Just the album cover and the album name hint at what the theme of the album is. Interpret both of these aspects as you will, because this album is a personal one if I’ve ever heard one, and its songs are best understood based on the personal connections made by the listener.
Paralytic Stalks caters itself to each listener in a different way, depending on how the listener interprets the lyrics and what memories the lyrics trigger. This is an album that gives the listener the gift of freedom through deep lyrics that prompt each individual to wander back into his or her past.
The album’s meaningful lyrics that provoke personal experiences make the album a different experience for each unique listener; Paralytic Stalks is art.
I can’t help but gush over an album that contains so many underlying meanings. Paralytic Stalks is consistently thought-inducing and trying to decipher the words in every song is key.  

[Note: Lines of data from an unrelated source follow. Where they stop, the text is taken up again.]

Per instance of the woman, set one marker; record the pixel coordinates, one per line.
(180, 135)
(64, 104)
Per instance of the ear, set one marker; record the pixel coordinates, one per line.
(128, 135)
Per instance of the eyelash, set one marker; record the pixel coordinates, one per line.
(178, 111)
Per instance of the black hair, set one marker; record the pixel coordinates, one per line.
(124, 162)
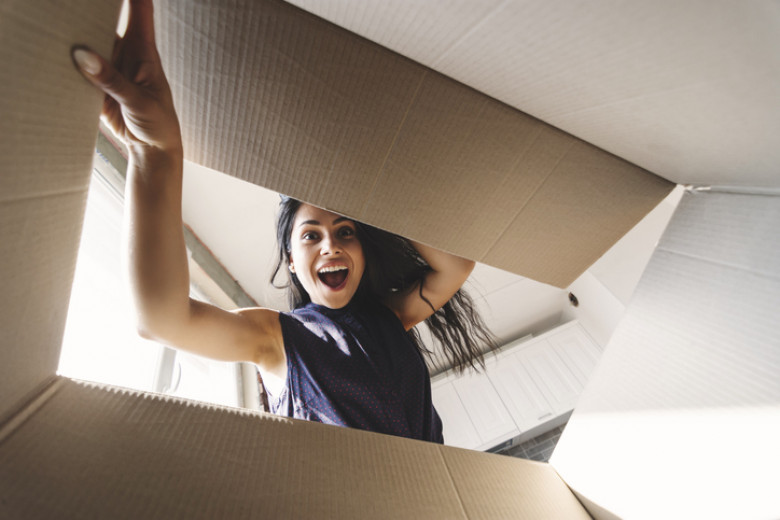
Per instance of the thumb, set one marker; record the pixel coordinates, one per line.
(104, 76)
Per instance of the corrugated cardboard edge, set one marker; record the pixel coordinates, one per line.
(38, 398)
(325, 116)
(94, 450)
(47, 137)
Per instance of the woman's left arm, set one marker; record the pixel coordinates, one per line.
(447, 275)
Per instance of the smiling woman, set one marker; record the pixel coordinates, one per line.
(344, 354)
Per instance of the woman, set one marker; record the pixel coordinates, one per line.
(343, 355)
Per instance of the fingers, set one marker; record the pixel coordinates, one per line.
(104, 76)
(141, 22)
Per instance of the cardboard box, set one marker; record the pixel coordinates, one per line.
(693, 368)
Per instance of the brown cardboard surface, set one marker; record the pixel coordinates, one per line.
(681, 418)
(687, 90)
(47, 129)
(499, 487)
(274, 95)
(100, 452)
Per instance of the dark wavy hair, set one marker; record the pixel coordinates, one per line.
(393, 265)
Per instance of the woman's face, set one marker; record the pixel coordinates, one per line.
(326, 255)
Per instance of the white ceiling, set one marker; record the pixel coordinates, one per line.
(686, 89)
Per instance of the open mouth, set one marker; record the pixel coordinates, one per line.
(333, 276)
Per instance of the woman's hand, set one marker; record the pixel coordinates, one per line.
(138, 105)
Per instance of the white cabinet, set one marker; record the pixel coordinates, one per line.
(551, 376)
(521, 388)
(524, 400)
(458, 428)
(487, 411)
(576, 350)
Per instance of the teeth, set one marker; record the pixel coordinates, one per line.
(332, 269)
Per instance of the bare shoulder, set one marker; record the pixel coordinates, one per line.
(267, 319)
(270, 355)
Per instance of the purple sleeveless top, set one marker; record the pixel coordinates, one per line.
(356, 367)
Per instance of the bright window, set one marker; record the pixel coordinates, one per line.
(100, 342)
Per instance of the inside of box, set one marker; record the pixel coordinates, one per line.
(696, 355)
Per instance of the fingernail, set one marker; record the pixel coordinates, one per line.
(87, 61)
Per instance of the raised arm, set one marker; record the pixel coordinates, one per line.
(139, 108)
(448, 273)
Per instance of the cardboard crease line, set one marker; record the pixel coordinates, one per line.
(528, 201)
(452, 481)
(392, 144)
(42, 396)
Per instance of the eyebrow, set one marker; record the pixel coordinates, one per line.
(317, 222)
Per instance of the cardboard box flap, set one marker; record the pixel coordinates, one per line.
(499, 487)
(276, 96)
(691, 376)
(99, 452)
(48, 127)
(687, 90)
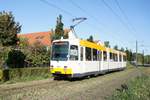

For example, in the song “Spiteful Intervention,” frontman Kevin Barnes sings, “Lately all I can produce is psychotic vitriol/That really should fill me with guilt/But all I have is asthmatic energy.” These lyrics invite the listeners to decipher their own behaviors and to rethink their relationships with others.
If this album was a person, it’d be that person who conceals what lies within, someone who requires further analyzing in order to see what’s inside.
On of Montreal’s facebook page, Barnes stated, “[Paralytic Stalks] came from a place of great pain and turmoil. If you are a well adjusted/happy person that requires instant gratification and simplicity in the music you listen to, you should not expect to really enjoy this album. It is an album for people who know the sting of alienation, psychosis, terror, anguish… it’s not a feel good album… it is a very raw and unrefined piece of art. I just hope it helps people, like myself, feel less alone in their instability.”
There isn’t anything rarer than a songwriter who appears to genuinely care about the music he or she is writing for masses to hear.
Words aside, the melodies on this album don’t give off a smooth, mellow vibe.
“Wintered Debts” has a fading instrumental ending that would make most cringe. Sure, the scattered sounds can be classified as “noise” on the surface, but the song’s melody just acts as a mask over the lyrics, the more important aspect of the song.
While listening to Paralytic Stalks, I often heard notes that, played together, definitely didn’t make up pretty chords. The sharpness of the random notes on random instruments thrown together contributes to the interpret-this-for-yourself aspect of the album. Such broken, seemingly awful sounds because of too much going on in one song and too many different melodies jumbled together is much like the abstract album artwork.
Many albums are so clear with lyrics and polished in sound that the listener doesn’t need to do much thinking, but Paralytic Stalks is what the listener makes of it.